Implementation Priority

Phase 1 (Immediate - After Bug #40 Testing): - ✅ Time Sync Quality (already exists, just expose it) - ⏳ Phase Error Tracking (add to INACTIVE state)

Phase 2 (Short-term Enhancement): - ⏳ Peer RSSI normalization - ⏳ Packet delivery rate tracking - ⏳ Composite health calculation - ⏳ BLE characteristic implementation

Phase 3 (Long-term Polish): - ⏳ PWA UI for connection health - ⏳ Developer mode toggle - ⏳ Historical graphing (connection quality over session) - ⏳ Alert thresholds (notify if health drops below 40%)


Pros and Cons

Pros

Transparency: Users can see connection status ✅ Troubleshooting: Identify real problems vs. placebo issues ✅ Remote support: Users send screenshots for diagnosis ✅ Correlation: Link poor bilateral sync to connection issues ✅ Confidence: "95% sync quality" is reassuring

Cons

⚠️ User anxiety: Low RSSI might alarm non-technical users ⚠️ Support burden: Explaining -80 dBm is normal ⚠️ False correlation: Users blame RSSI when issue is elsewhere ⚠️ Complexity: More code to maintain ⚠️ Minimal value: BLE works fine down to -90 dBm anyway

Mitigation Strategies

  • Use normalized percentages, not raw RSSI
  • Add reassuring text ("Good - normal for handheld device")
  • Emphasize Time Sync Quality as primary indicator
  • Hide raw metrics in developer mode
  • Show composite health score (single glanceable number)

Alternative Approaches Considered

1. Don't Expose RSSI at All

Rationale: BLE is robust, RSSI doesn't correlate well with actual performance Verdict: Still useful for extreme cases (moving out of range, metal shielding)

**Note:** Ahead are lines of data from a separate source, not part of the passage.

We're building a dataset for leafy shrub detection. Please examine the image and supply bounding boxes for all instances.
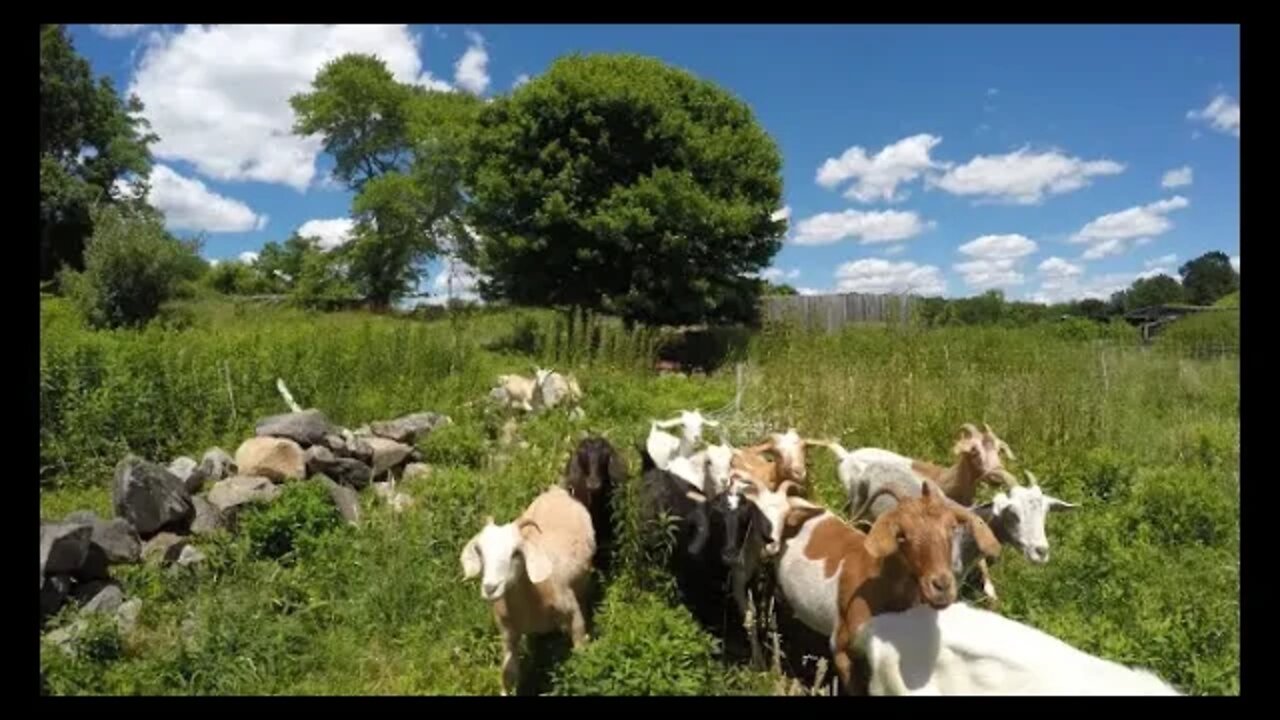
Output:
[61,206,201,328]
[554,582,716,696]
[239,480,342,560]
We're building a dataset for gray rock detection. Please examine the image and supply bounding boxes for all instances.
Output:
[236,437,307,483]
[307,445,372,489]
[76,583,124,612]
[365,437,413,478]
[111,455,195,538]
[142,533,189,566]
[40,575,72,621]
[168,455,200,484]
[369,413,451,445]
[115,597,142,635]
[253,410,338,446]
[191,495,227,536]
[320,475,360,525]
[177,544,206,568]
[40,523,93,577]
[63,510,142,565]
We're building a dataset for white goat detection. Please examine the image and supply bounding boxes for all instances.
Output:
[461,486,595,694]
[645,410,719,470]
[855,603,1180,696]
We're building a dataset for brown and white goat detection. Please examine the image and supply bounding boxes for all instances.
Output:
[461,487,595,694]
[777,483,1000,693]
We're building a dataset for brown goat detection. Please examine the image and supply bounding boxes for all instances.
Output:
[777,482,1000,693]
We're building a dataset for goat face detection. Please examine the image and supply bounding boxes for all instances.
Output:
[461,518,552,602]
[867,482,1000,610]
[978,473,1075,565]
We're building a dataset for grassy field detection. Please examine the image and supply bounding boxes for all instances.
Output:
[40,294,1239,694]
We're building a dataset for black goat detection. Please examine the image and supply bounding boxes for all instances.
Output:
[561,436,627,573]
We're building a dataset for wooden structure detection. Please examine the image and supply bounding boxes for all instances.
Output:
[760,292,915,332]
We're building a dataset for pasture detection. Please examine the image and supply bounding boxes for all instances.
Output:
[40,294,1240,694]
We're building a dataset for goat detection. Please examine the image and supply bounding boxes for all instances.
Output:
[561,437,627,573]
[812,423,1018,507]
[645,410,719,470]
[745,428,827,484]
[767,483,1000,693]
[850,462,1075,602]
[460,487,595,694]
[855,603,1180,696]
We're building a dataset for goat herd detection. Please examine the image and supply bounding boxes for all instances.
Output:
[461,410,1178,694]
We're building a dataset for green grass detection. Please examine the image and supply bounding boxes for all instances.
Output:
[41,294,1239,694]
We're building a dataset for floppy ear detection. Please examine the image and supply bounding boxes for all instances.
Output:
[460,534,483,580]
[1044,495,1079,512]
[952,510,1000,557]
[867,512,899,560]
[520,538,552,585]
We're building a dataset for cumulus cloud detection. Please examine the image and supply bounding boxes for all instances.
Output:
[298,218,356,251]
[836,258,947,296]
[927,147,1124,205]
[952,234,1038,290]
[791,210,934,245]
[453,32,489,95]
[817,133,943,202]
[1160,165,1192,187]
[128,24,449,191]
[1187,95,1240,137]
[93,24,147,40]
[760,268,800,282]
[147,165,268,232]
[1069,195,1190,260]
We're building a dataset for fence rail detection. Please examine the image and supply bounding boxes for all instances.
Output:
[762,292,915,332]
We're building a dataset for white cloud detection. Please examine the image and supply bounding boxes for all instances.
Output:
[298,218,356,250]
[952,234,1039,290]
[93,24,147,38]
[1160,165,1192,187]
[1069,195,1190,260]
[1187,95,1240,137]
[760,268,800,282]
[836,258,947,295]
[453,32,489,95]
[792,210,934,245]
[927,147,1124,205]
[147,165,268,232]
[817,133,943,202]
[1036,258,1084,279]
[959,234,1039,259]
[128,24,448,191]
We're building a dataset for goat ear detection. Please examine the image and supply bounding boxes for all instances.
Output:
[1044,495,1079,511]
[954,510,1000,557]
[460,534,483,580]
[865,514,899,560]
[520,538,552,585]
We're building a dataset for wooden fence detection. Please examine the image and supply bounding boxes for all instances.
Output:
[762,292,914,332]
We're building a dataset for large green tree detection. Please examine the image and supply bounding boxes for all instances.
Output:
[40,24,157,279]
[1178,250,1240,305]
[289,54,480,307]
[465,54,786,324]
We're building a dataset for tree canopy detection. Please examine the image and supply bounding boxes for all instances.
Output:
[465,55,786,324]
[40,24,157,279]
[1178,250,1240,305]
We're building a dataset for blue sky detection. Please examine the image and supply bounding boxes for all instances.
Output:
[73,26,1240,301]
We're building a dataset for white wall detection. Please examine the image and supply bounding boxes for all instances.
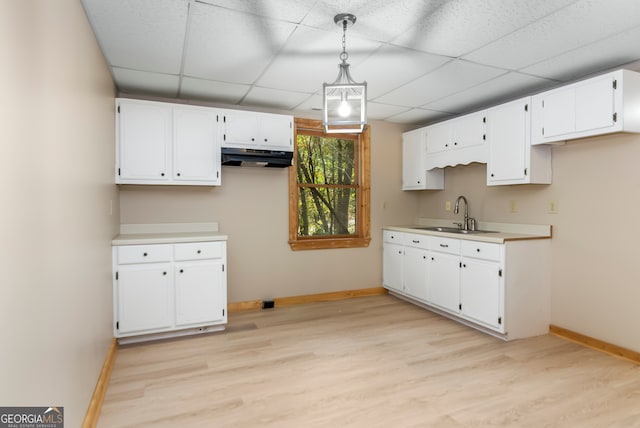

2. Only Show Warning When Bad

Approach: Don't show connection health unless it drops below threshold Example: "Warning: Weak connection detected. Move devices closer." Verdict: Good for minimalist UI, but users can't proactively check

3. Show Only Time Sync Quality

Approach: Reuse existing 0-100% metric, skip RSSI entirely Verdict: Simpler, but doesn't help diagnose BLE vs. firmware issues


  1. Test Bug #40 fix first (absolute target time calculation)
  2. Add phase error tracking to motor_task.c INACTIVE state
  3. Expose Time Sync Quality to PWA (minimal effort, high value)
  4. Observe user feedback - do users ask for more connection details?
  5. If needed, add composite health metric with normalized RSSI

Key Decision Point: If Time Sync Quality (95%) is sufficient to reassure users and diagnose issues, don't add RSSI at all. Only add it if users specifically report connection concerns that Time Sync Quality doesn't address.


Future Enhancements

  • Historical trends: Graph sync quality over 20-minute session
  • Predictive alerts: "Connection degrading, may drop in 30 seconds"
  • Multi-device support: Show health for all paired devices (future 3+ device setup)
  • Bluetooth 5 features: Use Coded PHY for extended range mode

References

  • Time Sync Quality Implementation: src/time_sync.c:time_sync_get_quality()
  • Beacon Infrastructure: src/time_sync_task.c (5-80 second adaptive interval)
  • Current RSSI Usage: Beacon exchange in time sync protocol
  • BLE Characteristic Spec: Configuration Service UUID base ...0200

Document Status: Proposal for future implementation Next Action: Wait for Bug #40 test results, then decide if connection health monitoring is needed based on user feedback.